En préambule, avant d'aborder des thématiques précises inhérentes au handicap, je risque d'user de la redondance, mais peut-être de part ma formation, il m'a toujours semblé qu'il était bon de définir un terme avant de le developper dans ses composantes les plus detaillées. D'autant qu'en politique, nous le savons et nous avons pu le constater recemment, le choix des mots est primordial. De plus, sans cette premiére étape, il est inutile d'envisager d'aborder toute autre question en lien avec une situation de handicap, puisque pour intégrer une logique qui permet de sortir de la compassion pour aller vers la compensation, il est impossible d'occulter l'importance du regard de l'autre et plus généralement les écueils et les travers de la société actuelle sur des personnes regardées encore aujourd'hui tellement différement : les personnes en situation de handicap.

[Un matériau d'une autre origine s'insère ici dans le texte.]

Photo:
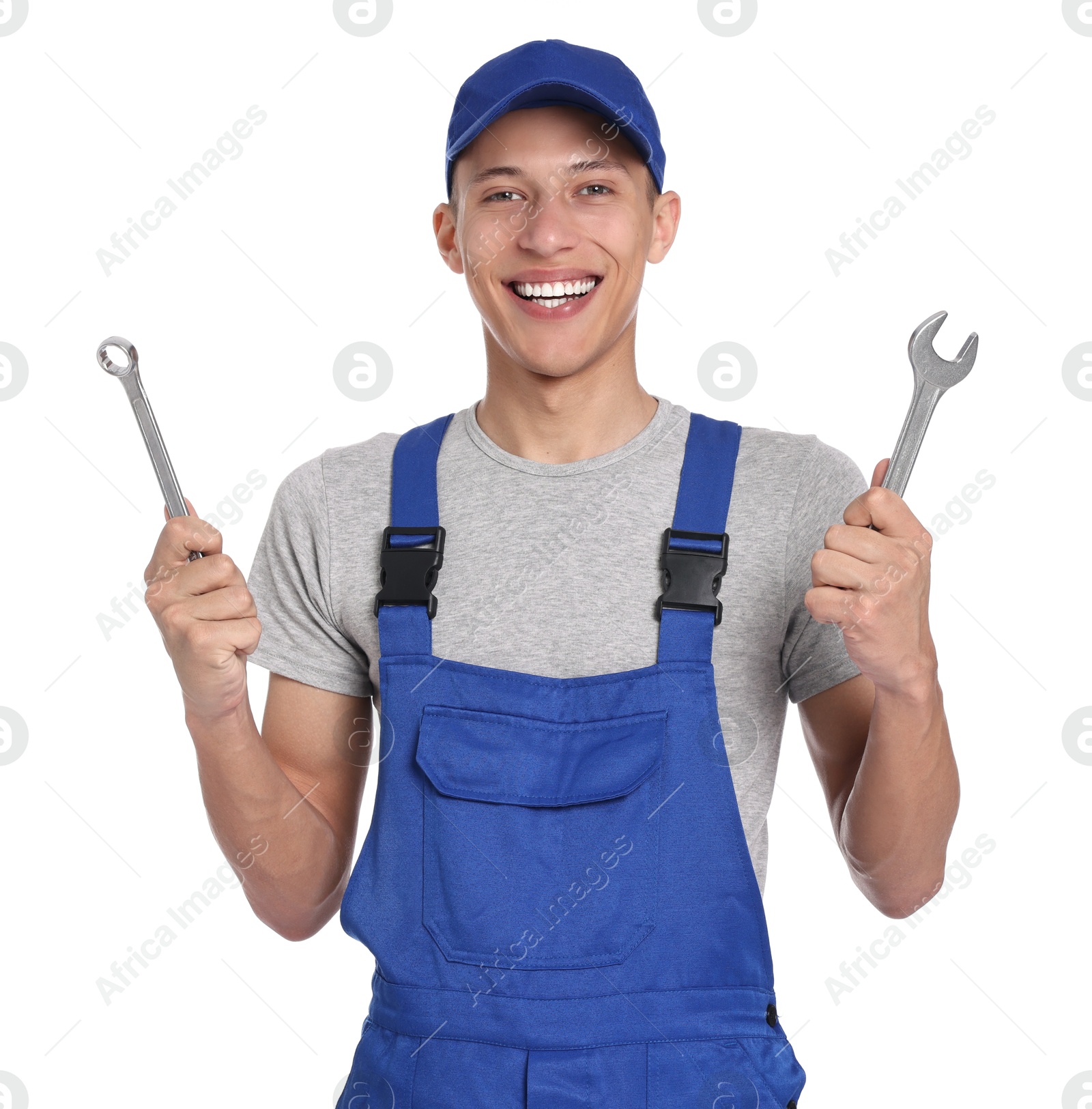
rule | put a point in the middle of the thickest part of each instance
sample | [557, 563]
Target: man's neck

1 HANDICAP : VERS UNE DEFINITION MODERNE ET DONC COMPENSATOIRE :

Tout d'abord, le handicap ne peut plus se résumer, comme il y a quelques années à des notions d'incapacité, de déficience ou de désavantage. Effectivement, l'Organisation Mondiale de la Santé (OMS), dans sa Classification Internationale du Handicap (CIH) a revu sa copie en prenant enfin en considération les facteurs environnementaux. Effectivement, comme le prétend l'école canadienne avant-gardiste en la matière, une personne en fauteuil devant un escalier, si elle ne peut atteindre l'étage supérieur, ce n'est pas du fait de son fauteuil, mais aussi et surtout à cause de l'escalier. On peut de fait installer un ascenseur. Cette métaphore vaut pour tous les autres domaines : la scolarité, le travail etc...Elle induit une logique compensatoire puisque l'on change l'organisation de la société. Le préambule de la loi UMP du 11 février 2005 dans sa définition du handicap ne tenant pas compte de cette nouvelle donne, pourtant reconnue par tous les grands chercheurs, scientifiques et philosophes. D'emblée, dans cette loi, l'on constate le frein majeur et l'absence intégrale de volonté d'induire cette logique compensatoire. Le gouvernement ne voulant pas bien entendu s'appuyer sur, notamment le levier de la solidarité nationale pour une redistribution légitime, au risque de se "fâcher" avec une grande partie de son électorat, payant par exemple (pour le moment) l'ISF et pour certains gagnant en un mois une vie d’AAH.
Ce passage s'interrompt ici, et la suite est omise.